This is part of a three-blog series recapping the presentations from Global All-Stars 2019.
Since 2011, Miles has hosted the Global All-Stars mainstage session at the Destinations International Annual Convention, one of the largest gatherings of destination marketing organizations (DMOs) in the world. Over the last 8 years, Global All-Stars has showcased innovation and served as a leading platform for sharing exciting new ideas, insights and inspiration from around the world.
At the 2019 Annual Convention in St. Louis, Missouri, three speakers presented at Global All-Stars with a unifying theme of trust exploring the segments of: “Trust in the Future” (Mark Ellwood, Conde Nast Traveler), “Trust in Place” (Signe Jungersted, Copenhagen) and “Trust in the Brand” (Allon Cohne, Vibram).
Trust in the Future
Mark Ellwood, Contributing Editor for Conde Nast Traveler, highlighted five critical trends reshaping travel and tourism for DMOs and how destinations & tourism businesses are responding in smart, innovative ways. Here are some key takeaways from Mark’s presentation – plus, watch his full presentation here.
1. The World’s Airport Boom
“When it comes to numbers, $1.1 trillion is staggering. It’s equal to the annual GDP of Mexico or Indonesia, and larger than that of either the Netherlands or Switzerland. It’s also the total tally of investment that’s presently earmarked for construction of airports worldwide, according to the Centre for Aviation (CAPA), a research firm specializing in aviation.” – Mark Ellwood
The Jewel shopping, dining & entertainment complex at Singapore’s Changi Airport is just one example of a massive investment in expanded or new airports around the world. This is fueling the expansion of travel and tourism.
Fueling the growth of tourism – and airport’s increasingly central role as both vital infrastructure and entertainment hubs for cities, Mark highlighted airport expansion projects across the planet from Salt Lake City to Istanbul, Beijing to New Orleans. Leading the expansion, China and India are each planning 100+ new airports or major airport refurbishments – connecting their billion plus populations to the world.
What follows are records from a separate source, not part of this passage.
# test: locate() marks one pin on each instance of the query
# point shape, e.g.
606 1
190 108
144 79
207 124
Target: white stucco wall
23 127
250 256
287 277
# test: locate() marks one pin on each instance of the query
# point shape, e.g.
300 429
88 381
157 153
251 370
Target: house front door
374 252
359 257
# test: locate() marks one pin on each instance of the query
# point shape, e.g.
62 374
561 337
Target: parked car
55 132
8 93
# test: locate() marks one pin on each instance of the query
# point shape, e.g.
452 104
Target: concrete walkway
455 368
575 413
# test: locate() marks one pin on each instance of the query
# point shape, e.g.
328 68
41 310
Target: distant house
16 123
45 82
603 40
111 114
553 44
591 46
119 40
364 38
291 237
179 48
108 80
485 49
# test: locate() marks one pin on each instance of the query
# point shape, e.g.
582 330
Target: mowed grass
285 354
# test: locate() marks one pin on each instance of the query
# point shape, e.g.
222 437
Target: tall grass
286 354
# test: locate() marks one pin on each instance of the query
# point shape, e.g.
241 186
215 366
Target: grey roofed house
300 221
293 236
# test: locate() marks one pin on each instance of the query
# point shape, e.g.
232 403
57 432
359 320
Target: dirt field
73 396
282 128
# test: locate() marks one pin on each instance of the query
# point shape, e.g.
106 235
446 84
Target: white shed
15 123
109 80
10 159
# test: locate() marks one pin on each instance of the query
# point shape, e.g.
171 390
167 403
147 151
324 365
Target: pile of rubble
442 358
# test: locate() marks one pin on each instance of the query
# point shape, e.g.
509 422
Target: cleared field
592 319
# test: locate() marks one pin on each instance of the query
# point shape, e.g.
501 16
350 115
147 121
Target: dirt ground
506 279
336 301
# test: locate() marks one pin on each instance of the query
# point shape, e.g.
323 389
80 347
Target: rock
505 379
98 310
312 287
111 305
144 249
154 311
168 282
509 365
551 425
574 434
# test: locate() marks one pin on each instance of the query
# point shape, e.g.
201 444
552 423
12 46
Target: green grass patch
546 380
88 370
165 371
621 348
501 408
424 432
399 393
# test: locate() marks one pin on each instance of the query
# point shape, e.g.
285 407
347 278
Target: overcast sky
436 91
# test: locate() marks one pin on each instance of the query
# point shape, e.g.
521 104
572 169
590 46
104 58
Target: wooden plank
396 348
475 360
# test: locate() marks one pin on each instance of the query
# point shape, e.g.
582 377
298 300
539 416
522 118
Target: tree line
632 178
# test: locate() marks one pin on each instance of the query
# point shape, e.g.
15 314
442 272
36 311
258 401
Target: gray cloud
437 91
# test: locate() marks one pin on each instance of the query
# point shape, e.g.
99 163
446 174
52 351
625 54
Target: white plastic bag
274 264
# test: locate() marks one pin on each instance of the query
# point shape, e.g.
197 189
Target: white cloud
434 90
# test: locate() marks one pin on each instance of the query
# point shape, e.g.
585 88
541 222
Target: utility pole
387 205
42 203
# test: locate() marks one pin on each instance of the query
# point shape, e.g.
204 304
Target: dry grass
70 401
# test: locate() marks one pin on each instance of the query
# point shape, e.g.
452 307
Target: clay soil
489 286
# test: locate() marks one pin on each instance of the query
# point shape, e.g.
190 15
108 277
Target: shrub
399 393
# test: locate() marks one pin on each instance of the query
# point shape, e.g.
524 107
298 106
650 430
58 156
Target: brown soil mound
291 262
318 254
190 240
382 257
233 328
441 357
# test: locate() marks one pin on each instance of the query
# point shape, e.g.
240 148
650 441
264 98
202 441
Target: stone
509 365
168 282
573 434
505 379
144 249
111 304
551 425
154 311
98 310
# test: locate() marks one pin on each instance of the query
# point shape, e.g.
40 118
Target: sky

2. The Rise of the Chinese Traveler
“Currently, 120 million Chinese citizens hold passports—about nine percent of the population, compared to 40 percent of Americans and all but five percent of Brits.” – Mark Ellwood
Chinese visitors have grown in just 20 years from almost nothing to be the biggest source of international visitors on the planet. And its only just started. Mark highlighted how destinations from the small towns in England to Serbia and tourism sectors including airports and hotels are responding to take advantage of this major change in the source of the world’s visitors.
3. Airbnb & Hotels
“The two options are increasingly merging: Hotels are now investing in homesharing [while] companies are springing up to offer hotel-style back-end operations for homesharing.” – Mark Ellwood
The rise of homesharing was initially assumed for a problem and major challenge for hotel groups. The reality is a little more complicated and confusing for both hoteliers and destinations. Mark highlighted how despite the surge in home sharing options that hotel room numbers have grown 57% to 17.5 million rooms worldwide since 2000. Both styles of accommodation are influencing each other; Mark highlighted Marriot’s launch of ‘Homes & Villas’ earlier this year and Graduate Hotel’s innovate $400 ‘Hall Pass’ for regular travelers.
“There is no buzzier buzzword in travel today than overtourism – the curse/blessing of too many visitors for the local infrastructure to handle” – Mark Ellwood.
Tourism is now a victim of its own success, but the smartest destinations are responding in smart, innovative ways. To avoid “turismofobia”, Mark highlighted how European destinations including Iceland, Trolltunga in Norway and Amsterdam are using a combination of smart policy and new technology and data to better manage tourism.
5. The Millennial Mindset
“…there’s a bigger shift – in the way we travel. Call it microtrips. One survey found that more than 80% of millennials would like to take a greater number of short breaks in a year instead of one longer trip.” – Mark Ellwood
Finally, Mark took a fresh look at Millennials looking beyond the headlines to how they are influencing and changing the wider travel industry. This includes the rise of ‘microtrips’ (see quote above) which suggests a growing importance of short haul tourism for many destinations. Mark also highlighted how millennials are influencing tourism from design and décor in many industry sectors including retail and restaurants to hotel layout and amenities.